Check out a few of Sean’s comments that stood out to me below, or view our entire conversation via the recording above. Users without a UW NetID may request access to the recording by emailing me at email@example.com. You can also view the full transcript of our Q&A.
On what critical pedagogy is:
Critical digital pedagogy has a breadth of practice that it would go beyond active learning, for example, it would go beyond student centered learning, for example, or flipped learning or any of those sorts of things. It may be parts of those, but it also is much broader than that … It’s more about engaging students in understanding their own agency and understanding how to read their world. That was one of the sort of key pieces that Freire came out with, was this idea of an epistemological relationship to reality. Where they would basically able to look at their circumstances understand the circumstances and decide whether or not to intervene in some way.

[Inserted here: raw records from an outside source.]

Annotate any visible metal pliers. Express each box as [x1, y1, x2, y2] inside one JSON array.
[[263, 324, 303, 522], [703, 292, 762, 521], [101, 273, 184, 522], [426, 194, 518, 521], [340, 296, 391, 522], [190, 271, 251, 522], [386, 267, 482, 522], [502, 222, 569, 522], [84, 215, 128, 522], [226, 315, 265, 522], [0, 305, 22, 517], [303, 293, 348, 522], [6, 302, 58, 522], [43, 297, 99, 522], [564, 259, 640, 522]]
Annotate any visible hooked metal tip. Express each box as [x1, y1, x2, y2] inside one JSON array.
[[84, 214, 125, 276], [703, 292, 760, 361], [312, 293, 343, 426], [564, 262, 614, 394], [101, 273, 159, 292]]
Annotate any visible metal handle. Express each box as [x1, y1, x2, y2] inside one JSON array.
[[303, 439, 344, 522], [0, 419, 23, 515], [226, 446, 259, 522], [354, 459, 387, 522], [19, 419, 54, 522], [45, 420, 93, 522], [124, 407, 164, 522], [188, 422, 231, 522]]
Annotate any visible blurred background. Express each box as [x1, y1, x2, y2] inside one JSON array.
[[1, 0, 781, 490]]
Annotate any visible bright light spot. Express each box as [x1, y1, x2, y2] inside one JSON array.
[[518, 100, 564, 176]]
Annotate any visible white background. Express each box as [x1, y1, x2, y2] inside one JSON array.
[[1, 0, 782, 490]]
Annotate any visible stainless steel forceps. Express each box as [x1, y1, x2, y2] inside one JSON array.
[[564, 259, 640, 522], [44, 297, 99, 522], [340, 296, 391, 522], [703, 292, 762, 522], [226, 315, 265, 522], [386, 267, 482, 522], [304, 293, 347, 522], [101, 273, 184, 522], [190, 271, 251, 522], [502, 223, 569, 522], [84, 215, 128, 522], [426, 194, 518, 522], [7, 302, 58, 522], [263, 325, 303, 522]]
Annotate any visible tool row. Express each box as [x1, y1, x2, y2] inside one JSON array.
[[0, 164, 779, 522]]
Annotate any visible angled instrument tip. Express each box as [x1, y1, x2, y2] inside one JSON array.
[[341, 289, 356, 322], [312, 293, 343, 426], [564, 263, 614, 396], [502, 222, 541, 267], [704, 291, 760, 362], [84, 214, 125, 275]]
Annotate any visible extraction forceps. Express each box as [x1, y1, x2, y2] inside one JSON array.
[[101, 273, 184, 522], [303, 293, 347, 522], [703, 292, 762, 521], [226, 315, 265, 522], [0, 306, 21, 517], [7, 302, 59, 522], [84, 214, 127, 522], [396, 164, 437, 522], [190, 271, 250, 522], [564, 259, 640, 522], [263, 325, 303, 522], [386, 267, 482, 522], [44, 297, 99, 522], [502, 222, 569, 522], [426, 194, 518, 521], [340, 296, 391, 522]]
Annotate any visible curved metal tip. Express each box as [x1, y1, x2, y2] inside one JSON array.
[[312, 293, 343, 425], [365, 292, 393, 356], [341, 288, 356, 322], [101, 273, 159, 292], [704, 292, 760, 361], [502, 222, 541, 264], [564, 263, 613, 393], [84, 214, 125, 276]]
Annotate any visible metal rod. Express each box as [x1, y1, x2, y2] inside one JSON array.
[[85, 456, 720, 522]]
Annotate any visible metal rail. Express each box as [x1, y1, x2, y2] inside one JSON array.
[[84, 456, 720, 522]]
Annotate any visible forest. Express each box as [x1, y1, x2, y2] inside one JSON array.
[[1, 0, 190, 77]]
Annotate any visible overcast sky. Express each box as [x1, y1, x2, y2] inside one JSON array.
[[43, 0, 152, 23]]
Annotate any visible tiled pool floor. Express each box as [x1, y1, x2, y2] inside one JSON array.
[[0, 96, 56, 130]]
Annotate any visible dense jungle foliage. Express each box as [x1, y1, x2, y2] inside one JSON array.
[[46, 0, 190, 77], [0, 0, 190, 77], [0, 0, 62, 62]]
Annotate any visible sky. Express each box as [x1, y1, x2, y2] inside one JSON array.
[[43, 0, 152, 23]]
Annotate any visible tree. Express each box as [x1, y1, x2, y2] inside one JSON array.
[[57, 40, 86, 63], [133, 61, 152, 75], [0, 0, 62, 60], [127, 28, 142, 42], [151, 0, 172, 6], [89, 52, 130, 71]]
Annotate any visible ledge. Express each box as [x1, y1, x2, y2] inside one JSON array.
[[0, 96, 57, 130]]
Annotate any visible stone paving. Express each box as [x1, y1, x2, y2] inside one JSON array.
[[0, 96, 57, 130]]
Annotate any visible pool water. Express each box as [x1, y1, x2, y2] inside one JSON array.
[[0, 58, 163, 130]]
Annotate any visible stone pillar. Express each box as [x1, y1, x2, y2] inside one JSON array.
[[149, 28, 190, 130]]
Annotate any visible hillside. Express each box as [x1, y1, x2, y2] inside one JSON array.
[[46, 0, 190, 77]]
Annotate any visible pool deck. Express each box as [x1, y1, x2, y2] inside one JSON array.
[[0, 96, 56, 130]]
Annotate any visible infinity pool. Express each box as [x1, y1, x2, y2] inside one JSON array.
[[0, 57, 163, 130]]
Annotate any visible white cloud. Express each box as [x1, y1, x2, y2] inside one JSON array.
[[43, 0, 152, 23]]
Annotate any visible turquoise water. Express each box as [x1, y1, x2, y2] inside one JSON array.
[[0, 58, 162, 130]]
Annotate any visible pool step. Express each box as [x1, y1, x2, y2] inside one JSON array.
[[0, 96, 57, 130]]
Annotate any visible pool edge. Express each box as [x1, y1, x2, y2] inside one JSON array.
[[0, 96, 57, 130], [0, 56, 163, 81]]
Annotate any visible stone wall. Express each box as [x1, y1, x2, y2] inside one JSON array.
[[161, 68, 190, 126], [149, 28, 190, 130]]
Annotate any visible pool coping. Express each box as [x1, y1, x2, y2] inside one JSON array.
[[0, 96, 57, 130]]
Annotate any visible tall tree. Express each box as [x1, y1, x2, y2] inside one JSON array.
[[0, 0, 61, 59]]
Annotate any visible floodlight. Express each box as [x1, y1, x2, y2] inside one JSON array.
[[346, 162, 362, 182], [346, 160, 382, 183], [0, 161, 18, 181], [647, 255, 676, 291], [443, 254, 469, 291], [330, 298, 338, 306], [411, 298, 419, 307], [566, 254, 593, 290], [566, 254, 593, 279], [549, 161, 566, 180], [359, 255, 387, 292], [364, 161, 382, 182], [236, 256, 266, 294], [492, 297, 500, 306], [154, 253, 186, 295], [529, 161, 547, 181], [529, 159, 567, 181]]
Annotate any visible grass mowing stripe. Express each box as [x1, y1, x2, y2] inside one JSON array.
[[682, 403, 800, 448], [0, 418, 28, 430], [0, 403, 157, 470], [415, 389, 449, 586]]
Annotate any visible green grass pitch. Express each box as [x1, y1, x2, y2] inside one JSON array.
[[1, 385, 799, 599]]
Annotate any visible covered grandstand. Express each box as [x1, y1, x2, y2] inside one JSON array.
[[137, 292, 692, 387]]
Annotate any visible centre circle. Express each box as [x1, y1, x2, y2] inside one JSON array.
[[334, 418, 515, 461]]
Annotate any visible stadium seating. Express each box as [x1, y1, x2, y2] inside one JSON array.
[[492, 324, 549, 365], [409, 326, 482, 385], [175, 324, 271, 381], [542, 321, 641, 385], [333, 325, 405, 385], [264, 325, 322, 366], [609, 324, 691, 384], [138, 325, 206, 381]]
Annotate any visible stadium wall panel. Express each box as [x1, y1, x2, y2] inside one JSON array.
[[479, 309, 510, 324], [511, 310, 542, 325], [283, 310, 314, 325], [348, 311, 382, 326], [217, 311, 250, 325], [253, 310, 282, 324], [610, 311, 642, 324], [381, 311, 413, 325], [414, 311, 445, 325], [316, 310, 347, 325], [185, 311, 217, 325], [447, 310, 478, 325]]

On what it looks like in practice:
So, critical pedagogy is about that sort of engagement with what’s happening in the room. And that really depends on the teacher, really depends on the classroom really depends on the subject, depends on the school, depends on lots of other things. So there’s not really a simple way of saying, here’s how you do it … What it looks like is a lot of guesswork. What it looks like is a lot of trial. A lot of experimentation. A lot of play, a lot of allowing things to emerge. A lot of conversation. A lot of dialogue with students as if they were equals with you. Because they are in many ways, while they play different role in the room, they are equals with you in that learning process and so it looks like that. It looks like a mess, is what it looks like. And you just go into it bravely and you make sure your students know that you have them, that they’re safe. That this is going to work. And that you have their best interests in mind. And then you all get to figure out what it looks like.
On transparency in teaching:
[An important practice is] Being absolutely as transparent as you possibly can be about your teaching and why you’re teaching that way, which means you have to understand your teaching … Which often has influences, all the way back when you were a child, the teaching you received, also teaching that’s expected from you, from the university, the kind of degree that you got. The torture of going through a PhD program and doing your dissertation. All of those things play into how you think teaching should happen and then talking to students about that, being really transparent about that and why you make the decisions you make the classroom.